Research & Papers

AdaGraph: Graph-Native Clustering Beats Curse of Dimensionality

Replaces distance metrics with graph topology to cluster data in up to 5,000 dimensions.

Deep Dive

AdaGraph, introduced by Ahmed Elmahdi as part of a new Structure-Centric Machine Learning (SC-ML) paradigm, tackles one of machine learning's oldest problems: the curse of dimensionality. Traditional clustering algorithms rely on Euclidean distance metrics, which become uninformative as dimensions increase, making them unreliable for high-dimensional genomics, materials science, or text data. AdaGraph instead works strictly within the topology of a k-nearest neighbors (kNN) graph, preserving meaningful relational structure regardless of dimensionality. It requires no a priori specification of the number of clusters, handles noise natively, and scales via the SLCD (Sample-Learn-Calibrate-Deploy) framework. For unsupervised tuning, it pairs with Graph-SCOPE, a topology-based cluster validity index that achieves Kendall tau ≥0.92 with ground truth quality across all tested dimensions—far outperforming Silhouette (tau≈0.46), Davies-Bouldin, and Calinski-Harabasz.

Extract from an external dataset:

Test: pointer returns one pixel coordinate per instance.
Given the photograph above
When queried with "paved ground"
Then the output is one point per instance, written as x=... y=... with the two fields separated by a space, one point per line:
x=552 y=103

In benchmarks on 10 synthetic datasets spanning from 10 to 5,000 dimensions, Graph-SCOPE achieved a mean adjusted Rand index (ARI) of 0.900 and correctly selected the number of clusters on 9 out of 10 datasets. AdaGraph's real-world impact is validated across three scientific domains. In hepatocellular carcinoma gene co-expression analysis (GSE14520: 10,000 genes, 488 patients) with no dimensionality reduction, it identified condition-specific gene modules that WGCNA, ICA, NMF, and Spectral Biclustering failed to resolve. In natural language processing on the 20NG-6cat dataset, AdaGraph achieved ARI=0.751 versus HDBSCAN's 0.464—a 62% relative improvement. In materials science, it achieved the highest Graph-SCOPE on clustering of superconductors (145-dimensional Magpie features), perovskites, and JARVIS-DFT materials, proving its versatility across domains.

Key Points
  • Operates entirely on kNN graph topology instead of Euclidean distances, overcoming the curse of dimensionality for d up to 5000.
  • Outperforms HDBSCAN by 62% on text clustering (ARI 0.751 vs 0.464) and correctly identifies cluster count 9/10 times on synthetic benchmarks.
  • Validated on real-world gene expression, NLP, and materials science datasets, discovering patterns missed by WGCNA, ICA, NMF, and Spectral Biclustering.

Why It Matters

Enables accurate high-dimensional clustering without dimensionality reduction for genomics, materials discovery, and NLP.